そうお礼を告げた後、京介は婦長さんに背を向けて急いで廊下を走った。後ろで「廊下は走らない!」と言われたので、「すみませんっ」と謝りながらも足を止めずに走り抜けていった。言っている事とやっている事が違うが、京介はそんな事は気にしなかった。

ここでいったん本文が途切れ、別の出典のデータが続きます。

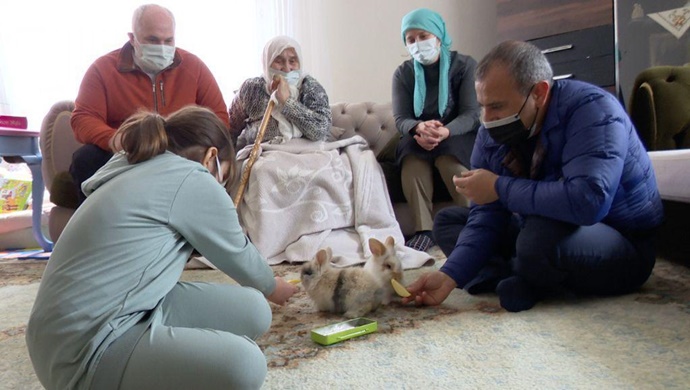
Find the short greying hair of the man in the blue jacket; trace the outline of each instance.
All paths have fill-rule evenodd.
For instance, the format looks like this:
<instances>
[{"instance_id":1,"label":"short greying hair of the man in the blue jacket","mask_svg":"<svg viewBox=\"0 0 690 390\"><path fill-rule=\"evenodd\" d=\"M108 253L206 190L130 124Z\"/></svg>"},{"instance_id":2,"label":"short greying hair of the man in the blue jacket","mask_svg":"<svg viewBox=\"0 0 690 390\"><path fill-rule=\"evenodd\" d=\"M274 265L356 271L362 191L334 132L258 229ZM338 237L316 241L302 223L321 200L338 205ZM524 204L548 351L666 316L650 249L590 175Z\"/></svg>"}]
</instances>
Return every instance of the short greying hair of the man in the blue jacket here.
<instances>
[{"instance_id":1,"label":"short greying hair of the man in the blue jacket","mask_svg":"<svg viewBox=\"0 0 690 390\"><path fill-rule=\"evenodd\" d=\"M528 42L505 41L491 49L477 65L475 80L484 80L494 65L508 68L523 95L539 81L553 82L551 64L538 47Z\"/></svg>"}]
</instances>

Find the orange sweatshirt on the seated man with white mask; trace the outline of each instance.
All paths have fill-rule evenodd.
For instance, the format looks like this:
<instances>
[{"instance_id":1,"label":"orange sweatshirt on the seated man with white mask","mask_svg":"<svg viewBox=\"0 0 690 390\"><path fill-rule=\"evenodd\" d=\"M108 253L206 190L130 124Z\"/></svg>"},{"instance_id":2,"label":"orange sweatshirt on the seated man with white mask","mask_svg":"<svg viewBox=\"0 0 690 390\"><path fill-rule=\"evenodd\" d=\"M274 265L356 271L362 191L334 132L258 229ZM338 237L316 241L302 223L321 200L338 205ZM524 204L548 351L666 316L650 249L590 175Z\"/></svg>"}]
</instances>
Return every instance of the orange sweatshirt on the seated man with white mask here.
<instances>
[{"instance_id":1,"label":"orange sweatshirt on the seated man with white mask","mask_svg":"<svg viewBox=\"0 0 690 390\"><path fill-rule=\"evenodd\" d=\"M134 65L133 53L127 42L98 58L86 71L71 119L77 141L110 150L108 142L117 128L139 109L168 115L197 104L229 124L218 83L199 57L176 49L173 64L154 81Z\"/></svg>"}]
</instances>

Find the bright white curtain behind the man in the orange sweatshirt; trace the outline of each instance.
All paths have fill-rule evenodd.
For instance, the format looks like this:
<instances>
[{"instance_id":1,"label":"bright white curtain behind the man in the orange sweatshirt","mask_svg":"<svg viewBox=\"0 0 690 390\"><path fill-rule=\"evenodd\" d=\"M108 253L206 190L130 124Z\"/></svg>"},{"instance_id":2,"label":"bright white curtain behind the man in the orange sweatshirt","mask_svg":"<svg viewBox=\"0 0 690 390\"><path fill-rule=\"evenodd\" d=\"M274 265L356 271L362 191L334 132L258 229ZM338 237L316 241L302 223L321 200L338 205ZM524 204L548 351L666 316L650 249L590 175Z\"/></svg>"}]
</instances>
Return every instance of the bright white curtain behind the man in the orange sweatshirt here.
<instances>
[{"instance_id":1,"label":"bright white curtain behind the man in the orange sweatshirt","mask_svg":"<svg viewBox=\"0 0 690 390\"><path fill-rule=\"evenodd\" d=\"M155 1L155 0L154 0ZM0 2L0 114L40 127L50 106L73 100L89 65L118 49L141 0ZM243 80L261 74L270 37L289 34L290 2L161 0L175 15L178 47L198 55L216 77L226 104ZM305 50L306 51L306 50Z\"/></svg>"}]
</instances>

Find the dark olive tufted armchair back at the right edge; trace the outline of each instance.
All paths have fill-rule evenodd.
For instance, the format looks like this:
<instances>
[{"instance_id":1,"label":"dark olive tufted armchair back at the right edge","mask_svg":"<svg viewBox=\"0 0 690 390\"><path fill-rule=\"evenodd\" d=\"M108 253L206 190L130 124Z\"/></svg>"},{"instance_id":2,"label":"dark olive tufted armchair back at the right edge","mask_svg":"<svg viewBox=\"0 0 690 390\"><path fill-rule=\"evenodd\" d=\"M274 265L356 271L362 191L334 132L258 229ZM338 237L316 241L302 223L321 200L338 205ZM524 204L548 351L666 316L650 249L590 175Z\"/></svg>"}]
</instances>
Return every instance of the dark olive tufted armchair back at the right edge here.
<instances>
[{"instance_id":1,"label":"dark olive tufted armchair back at the right edge","mask_svg":"<svg viewBox=\"0 0 690 390\"><path fill-rule=\"evenodd\" d=\"M690 148L690 66L642 71L629 111L648 151Z\"/></svg>"}]
</instances>

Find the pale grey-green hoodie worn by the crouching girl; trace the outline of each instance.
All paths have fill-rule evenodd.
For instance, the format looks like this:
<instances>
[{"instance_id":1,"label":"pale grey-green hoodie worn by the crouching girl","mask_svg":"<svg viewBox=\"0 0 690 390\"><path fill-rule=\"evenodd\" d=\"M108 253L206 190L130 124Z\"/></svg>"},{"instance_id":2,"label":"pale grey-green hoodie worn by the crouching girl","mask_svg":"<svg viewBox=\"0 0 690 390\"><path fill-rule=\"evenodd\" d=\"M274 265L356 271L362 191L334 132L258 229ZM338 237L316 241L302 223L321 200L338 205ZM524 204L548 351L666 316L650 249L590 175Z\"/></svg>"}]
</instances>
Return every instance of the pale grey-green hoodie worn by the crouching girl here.
<instances>
[{"instance_id":1,"label":"pale grey-green hoodie worn by the crouching girl","mask_svg":"<svg viewBox=\"0 0 690 390\"><path fill-rule=\"evenodd\" d=\"M168 152L132 165L116 154L82 188L88 198L55 245L26 331L47 389L88 388L115 339L160 322L193 249L241 285L275 289L230 196L198 162Z\"/></svg>"}]
</instances>

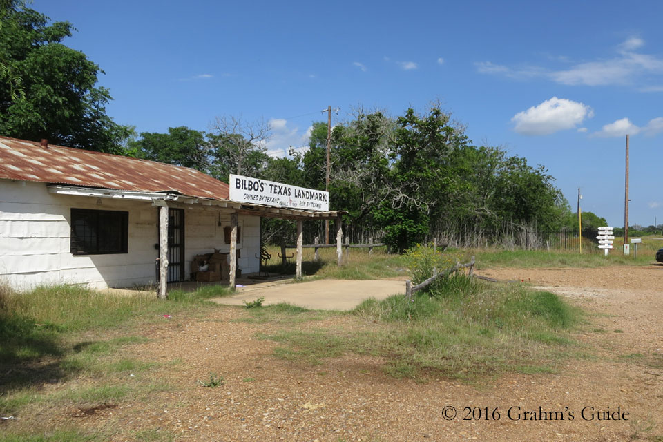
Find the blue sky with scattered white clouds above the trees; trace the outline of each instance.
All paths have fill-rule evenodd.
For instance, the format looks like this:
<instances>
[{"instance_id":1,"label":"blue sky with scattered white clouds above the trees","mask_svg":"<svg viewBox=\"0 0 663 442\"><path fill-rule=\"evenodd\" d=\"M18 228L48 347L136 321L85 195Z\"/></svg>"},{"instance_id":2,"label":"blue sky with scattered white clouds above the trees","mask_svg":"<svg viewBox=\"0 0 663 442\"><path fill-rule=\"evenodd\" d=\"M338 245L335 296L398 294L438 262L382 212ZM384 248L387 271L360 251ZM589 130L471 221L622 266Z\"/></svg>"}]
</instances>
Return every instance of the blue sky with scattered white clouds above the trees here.
<instances>
[{"instance_id":1,"label":"blue sky with scattered white clouds above the trees","mask_svg":"<svg viewBox=\"0 0 663 442\"><path fill-rule=\"evenodd\" d=\"M663 2L35 0L105 71L108 114L137 131L271 122L304 146L319 111L401 115L440 100L474 144L542 164L575 208L663 223Z\"/></svg>"}]
</instances>

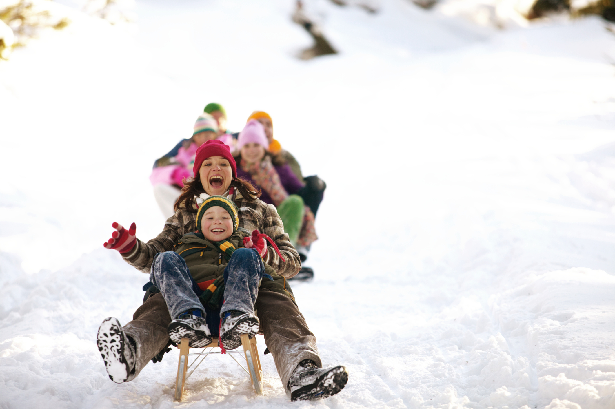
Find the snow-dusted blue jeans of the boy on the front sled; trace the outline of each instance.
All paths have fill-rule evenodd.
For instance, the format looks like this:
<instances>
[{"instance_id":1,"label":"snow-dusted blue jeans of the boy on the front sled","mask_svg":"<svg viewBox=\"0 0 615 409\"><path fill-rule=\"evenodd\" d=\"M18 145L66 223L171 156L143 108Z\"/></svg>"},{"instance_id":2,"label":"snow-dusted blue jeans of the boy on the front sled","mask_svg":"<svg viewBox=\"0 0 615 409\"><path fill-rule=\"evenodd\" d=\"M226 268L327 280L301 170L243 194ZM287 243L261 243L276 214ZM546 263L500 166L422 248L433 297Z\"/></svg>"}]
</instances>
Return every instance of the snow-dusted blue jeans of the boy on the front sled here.
<instances>
[{"instance_id":1,"label":"snow-dusted blue jeans of the boy on the front sled","mask_svg":"<svg viewBox=\"0 0 615 409\"><path fill-rule=\"evenodd\" d=\"M231 310L254 314L258 284L264 271L263 259L255 249L237 248L232 253L224 269L224 304L220 317ZM202 290L192 279L186 261L177 253L157 253L149 280L162 293L172 319L189 309L198 309L205 317L205 309L199 300Z\"/></svg>"}]
</instances>

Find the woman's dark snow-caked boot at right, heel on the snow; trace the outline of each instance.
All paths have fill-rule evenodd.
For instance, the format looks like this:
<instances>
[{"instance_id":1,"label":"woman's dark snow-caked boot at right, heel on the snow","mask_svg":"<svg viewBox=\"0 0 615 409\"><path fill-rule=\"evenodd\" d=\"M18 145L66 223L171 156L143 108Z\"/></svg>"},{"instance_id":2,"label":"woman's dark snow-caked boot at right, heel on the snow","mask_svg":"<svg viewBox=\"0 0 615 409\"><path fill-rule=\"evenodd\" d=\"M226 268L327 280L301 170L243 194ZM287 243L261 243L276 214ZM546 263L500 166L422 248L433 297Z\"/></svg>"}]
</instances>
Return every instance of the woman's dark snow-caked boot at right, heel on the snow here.
<instances>
[{"instance_id":1,"label":"woman's dark snow-caked boot at right, heel on the snow","mask_svg":"<svg viewBox=\"0 0 615 409\"><path fill-rule=\"evenodd\" d=\"M330 397L344 389L347 381L348 371L342 365L319 368L312 360L302 360L288 380L290 400Z\"/></svg>"}]
</instances>

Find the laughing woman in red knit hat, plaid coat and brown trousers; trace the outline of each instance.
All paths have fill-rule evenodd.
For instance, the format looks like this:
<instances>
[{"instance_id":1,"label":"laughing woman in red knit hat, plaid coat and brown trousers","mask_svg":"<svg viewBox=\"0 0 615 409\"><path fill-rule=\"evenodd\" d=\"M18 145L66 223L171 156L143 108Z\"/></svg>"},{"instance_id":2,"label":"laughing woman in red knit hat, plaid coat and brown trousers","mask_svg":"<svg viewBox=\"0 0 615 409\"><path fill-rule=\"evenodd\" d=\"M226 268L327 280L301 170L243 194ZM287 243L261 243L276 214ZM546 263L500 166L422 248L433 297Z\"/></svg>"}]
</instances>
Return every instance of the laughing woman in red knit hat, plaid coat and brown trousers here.
<instances>
[{"instance_id":1,"label":"laughing woman in red knit hat, plaid coat and brown trousers","mask_svg":"<svg viewBox=\"0 0 615 409\"><path fill-rule=\"evenodd\" d=\"M114 248L129 264L149 274L157 253L169 252L181 236L196 230L198 203L209 196L221 195L231 199L239 208L239 227L248 231L258 229L267 234L286 260L282 261L273 248L267 247L264 262L279 276L294 276L301 268L301 261L287 240L276 209L260 201L260 191L250 183L237 178L236 162L228 145L217 140L204 143L196 151L193 171L194 178L186 181L175 203L175 215L167 220L161 234L144 243L135 236L134 223L129 230L114 223L117 231L113 232L105 247ZM347 381L346 368L341 365L322 368L314 334L294 300L282 293L260 288L255 309L282 385L292 400L318 399L341 391ZM149 360L167 347L167 327L171 321L164 298L161 293L156 293L135 311L132 321L114 330L117 365L132 365L132 369L127 371L126 378L113 378L113 381L122 383L134 379ZM100 345L98 347L103 350ZM130 365L127 365L128 361ZM113 367L113 363L110 366Z\"/></svg>"}]
</instances>

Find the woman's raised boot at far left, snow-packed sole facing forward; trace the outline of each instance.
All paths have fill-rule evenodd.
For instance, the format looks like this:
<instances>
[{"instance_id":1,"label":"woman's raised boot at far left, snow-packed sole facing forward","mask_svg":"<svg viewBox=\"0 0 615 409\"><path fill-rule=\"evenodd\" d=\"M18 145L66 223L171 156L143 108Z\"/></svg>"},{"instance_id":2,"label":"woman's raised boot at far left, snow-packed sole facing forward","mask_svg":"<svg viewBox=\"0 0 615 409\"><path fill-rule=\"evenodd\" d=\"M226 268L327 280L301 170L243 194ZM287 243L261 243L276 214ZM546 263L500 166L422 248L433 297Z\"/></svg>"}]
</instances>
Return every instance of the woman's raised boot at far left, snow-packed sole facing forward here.
<instances>
[{"instance_id":1,"label":"woman's raised boot at far left, snow-packed sole facing forward","mask_svg":"<svg viewBox=\"0 0 615 409\"><path fill-rule=\"evenodd\" d=\"M130 375L135 374L137 344L124 333L116 318L103 320L98 328L96 344L105 361L109 379L115 383L129 381Z\"/></svg>"}]
</instances>

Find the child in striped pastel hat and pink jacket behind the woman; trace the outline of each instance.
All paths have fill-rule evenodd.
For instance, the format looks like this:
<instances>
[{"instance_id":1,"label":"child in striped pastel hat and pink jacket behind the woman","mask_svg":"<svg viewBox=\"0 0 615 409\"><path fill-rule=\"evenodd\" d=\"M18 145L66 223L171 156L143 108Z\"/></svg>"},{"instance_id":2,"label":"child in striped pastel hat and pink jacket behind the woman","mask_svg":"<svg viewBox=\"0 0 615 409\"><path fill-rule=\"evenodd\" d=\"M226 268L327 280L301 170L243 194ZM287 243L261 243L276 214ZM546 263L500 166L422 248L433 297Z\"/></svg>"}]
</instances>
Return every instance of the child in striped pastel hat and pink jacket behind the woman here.
<instances>
[{"instance_id":1,"label":"child in striped pastel hat and pink jacket behind the woman","mask_svg":"<svg viewBox=\"0 0 615 409\"><path fill-rule=\"evenodd\" d=\"M218 138L218 122L208 114L202 113L194 123L192 137L181 140L169 153L154 162L149 177L154 185L154 198L165 218L175 214L173 205L180 197L183 180L192 177L192 165L196 149L205 141Z\"/></svg>"}]
</instances>

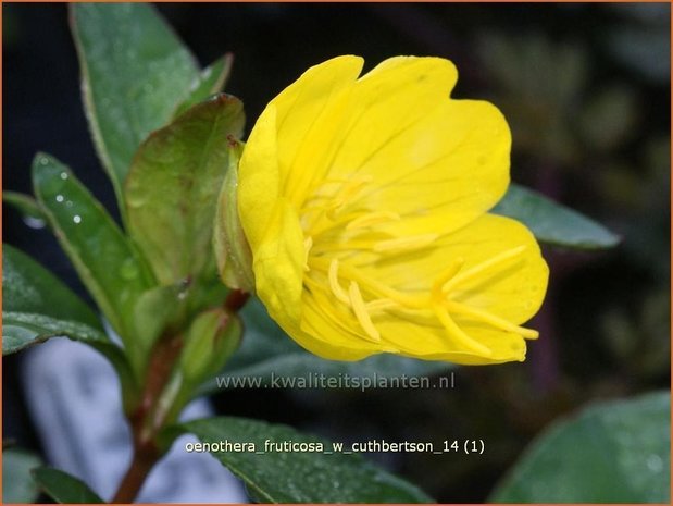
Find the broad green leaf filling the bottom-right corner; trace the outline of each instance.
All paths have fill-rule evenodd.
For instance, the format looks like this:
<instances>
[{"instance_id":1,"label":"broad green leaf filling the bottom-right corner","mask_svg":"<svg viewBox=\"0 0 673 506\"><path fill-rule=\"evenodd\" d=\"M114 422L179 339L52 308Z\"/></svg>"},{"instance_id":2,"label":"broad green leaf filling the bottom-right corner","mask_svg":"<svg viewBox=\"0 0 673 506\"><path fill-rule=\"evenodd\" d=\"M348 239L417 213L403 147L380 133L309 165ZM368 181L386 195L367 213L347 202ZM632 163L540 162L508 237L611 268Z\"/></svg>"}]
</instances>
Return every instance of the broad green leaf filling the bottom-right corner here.
<instances>
[{"instance_id":1,"label":"broad green leaf filling the bottom-right corner","mask_svg":"<svg viewBox=\"0 0 673 506\"><path fill-rule=\"evenodd\" d=\"M669 392L601 403L539 436L495 503L670 503Z\"/></svg>"}]
</instances>

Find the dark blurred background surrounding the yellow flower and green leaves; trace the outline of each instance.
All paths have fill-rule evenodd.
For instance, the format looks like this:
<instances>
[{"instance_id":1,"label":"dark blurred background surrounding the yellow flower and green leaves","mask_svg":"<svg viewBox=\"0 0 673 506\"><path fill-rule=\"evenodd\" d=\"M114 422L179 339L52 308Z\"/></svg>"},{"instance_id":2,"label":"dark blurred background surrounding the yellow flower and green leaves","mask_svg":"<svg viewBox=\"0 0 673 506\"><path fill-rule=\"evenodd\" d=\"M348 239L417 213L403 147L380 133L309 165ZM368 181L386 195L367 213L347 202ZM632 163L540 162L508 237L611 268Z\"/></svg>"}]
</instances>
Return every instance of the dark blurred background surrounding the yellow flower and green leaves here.
<instances>
[{"instance_id":1,"label":"dark blurred background surrounding the yellow flower and green leaves","mask_svg":"<svg viewBox=\"0 0 673 506\"><path fill-rule=\"evenodd\" d=\"M66 8L3 9L3 188L30 193L47 151L116 214L88 136ZM610 251L546 248L549 294L528 359L457 371L452 391L220 394L223 412L336 439L483 437L479 458L373 455L440 502L483 502L549 422L598 398L670 384L669 4L162 4L202 64L235 54L227 91L249 125L308 66L361 54L451 59L457 97L486 98L513 131L512 177L623 237ZM3 240L80 295L45 230L3 208ZM5 437L39 449L22 402L21 356L3 360Z\"/></svg>"}]
</instances>

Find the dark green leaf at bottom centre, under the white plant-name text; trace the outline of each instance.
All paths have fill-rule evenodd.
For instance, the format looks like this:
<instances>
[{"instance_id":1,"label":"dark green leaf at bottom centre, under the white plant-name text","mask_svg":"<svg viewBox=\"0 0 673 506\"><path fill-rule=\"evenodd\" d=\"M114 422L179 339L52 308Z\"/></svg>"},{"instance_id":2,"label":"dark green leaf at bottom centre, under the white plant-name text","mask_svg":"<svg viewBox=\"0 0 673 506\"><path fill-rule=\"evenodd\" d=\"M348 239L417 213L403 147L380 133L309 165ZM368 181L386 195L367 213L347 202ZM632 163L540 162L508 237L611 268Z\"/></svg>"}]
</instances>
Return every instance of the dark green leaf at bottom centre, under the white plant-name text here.
<instances>
[{"instance_id":1,"label":"dark green leaf at bottom centre, under the white plant-name text","mask_svg":"<svg viewBox=\"0 0 673 506\"><path fill-rule=\"evenodd\" d=\"M332 444L287 425L245 418L219 417L182 425L203 443ZM364 460L340 452L213 452L212 455L240 478L252 495L265 503L432 503L416 486Z\"/></svg>"}]
</instances>

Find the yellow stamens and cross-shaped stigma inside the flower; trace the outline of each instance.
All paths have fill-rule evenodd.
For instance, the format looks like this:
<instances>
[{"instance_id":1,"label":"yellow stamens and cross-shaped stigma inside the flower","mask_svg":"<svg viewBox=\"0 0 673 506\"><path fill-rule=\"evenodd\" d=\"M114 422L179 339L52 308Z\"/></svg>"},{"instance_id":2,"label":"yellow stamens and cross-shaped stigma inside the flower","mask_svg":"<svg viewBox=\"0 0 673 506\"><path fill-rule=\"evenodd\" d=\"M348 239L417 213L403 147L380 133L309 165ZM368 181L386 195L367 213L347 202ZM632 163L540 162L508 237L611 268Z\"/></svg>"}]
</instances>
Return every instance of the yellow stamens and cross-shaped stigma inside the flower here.
<instances>
[{"instance_id":1,"label":"yellow stamens and cross-shaped stigma inside the flower","mask_svg":"<svg viewBox=\"0 0 673 506\"><path fill-rule=\"evenodd\" d=\"M359 252L374 255L372 258L375 261L376 257L385 259L397 254L421 251L432 247L440 237L439 234L396 237L385 233L385 225L402 218L392 211L371 210L364 205L360 196L364 188L370 187L371 181L371 176L328 181L304 203L300 213L306 237L304 279L310 280L313 288L325 286L326 282L329 294L348 307L358 321L361 328L358 335L366 341L381 342L376 319L394 311L410 320L434 317L453 342L483 356L490 355L489 348L470 337L457 324L454 317L516 333L525 338L538 336L534 330L456 300L460 296L457 288L476 277L493 276L508 263L520 259L525 246L495 255L469 269L463 269L463 258L456 258L426 292L396 289L356 267L350 260ZM371 195L370 192L367 194ZM403 257L400 258L402 261ZM315 277L323 282L315 283L319 281Z\"/></svg>"}]
</instances>

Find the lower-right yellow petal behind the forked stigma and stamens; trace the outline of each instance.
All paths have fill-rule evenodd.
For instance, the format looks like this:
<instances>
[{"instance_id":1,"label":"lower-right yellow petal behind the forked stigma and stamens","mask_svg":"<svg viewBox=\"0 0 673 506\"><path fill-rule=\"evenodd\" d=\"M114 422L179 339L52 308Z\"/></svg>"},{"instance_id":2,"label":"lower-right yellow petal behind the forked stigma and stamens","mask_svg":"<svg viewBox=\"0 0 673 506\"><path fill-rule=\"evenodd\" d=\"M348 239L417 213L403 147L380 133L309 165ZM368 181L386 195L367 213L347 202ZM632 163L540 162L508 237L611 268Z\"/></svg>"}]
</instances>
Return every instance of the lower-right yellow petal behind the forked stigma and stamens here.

小さくなっていく、彼の姿を見た婦長はもう一度注意しようか、と口を開けたが、それも止めて黙って見送る事にした。

「やっぱり、変わってないのかしらね」

あの子達は。
それだけ呟いた婦長は、京介の姿が完全に見えなくなったのを見て踵を返した。

…………
………

息を切らして病院の中を走り抜けていく京介。患者さんとは廊下ですれ違い、ぶつかりそうになっが、持ち前の運動力で次々と交わしていった。
ただ、一人の患者を抜いては。

ドンッ!

「!?」
「Σうわっ」

思い切りぶつかってしまった。しかも、看護婦とかではなく患者さんに。とは言っても肩をぶつけただけなので、大した衝撃は来なかった。体がよろけただけなので、京介の方は転ぶまでにはいかなかったが、相手は松葉杖をついていたらしくカランッという音共にドサッと尻餅をついていた。
しまった、怪我をさせてしまったかもしれない。しかも、相手は足の方を怪我していたらしく、京介の顔は一気に血の気が引いてきていた。

「っつ〜、気を付けろよな〜」
「す、すみません…」
「そうそう、そうやって謝ってくれりゃあ良いんだよ」

申し訳無さで、顔を伏せる京介。すると、相手からは軽い感じで返された。あまりにもあっさりとした返され方に、京介は呆然としていた。
すると、転んだ相手はよっ、と普通に包帯で巻かれた足を地面に着き、立ち上がった。そして、松葉杖をついでと言わんばかりに持ち上げた。

「怪我…」
「ん?ああ、これか?大した怪我じゃねーよ。もう治ってるもんだし」

だけど、まだ念のためって医者に止められてんの。と、言う彼の言葉は妙に説得力があった。
軽く足を地面に着けた後、松葉杖で体を支え出した。この様子を見てもやはり、足の怪我は大丈夫らしい。
彼の行動と言葉で、京介の一瞬来たヒヤッとしたものはいつの間にか消えていた。安堵の息を吐くと、目の前の人はん?と思い出したかのように声を漏らした。

「お前、急いでんじゃねーの?」
「!」

そこで、京介もまた思い出したかのようにハッと目を見開いた。どうやら彼は京介が何か急いでいたから走っていたと察していたらしい。病院の中を走るくらいだ、察せれて当たり前なのだろう。

「すみませんでした」
「おー、気を付けろよ少年」

年はあまり変わらないだろうが、年下だと予想していた男は頭を下げた京介にそう告げた。
それを聞いた京介はあまり気にする事なく、すぐにまた走り出した。そんな京介を見た男は、若干冷や汗を垂らしながら見送った。

そして、口角を小さく弧を描いた後、呟くように京介に向けて言ったのだった。

「頑張れよ、雷門の救世主さん」

その言葉はあまりにも小さすぎて、もちろん京介には聞こえていなかった。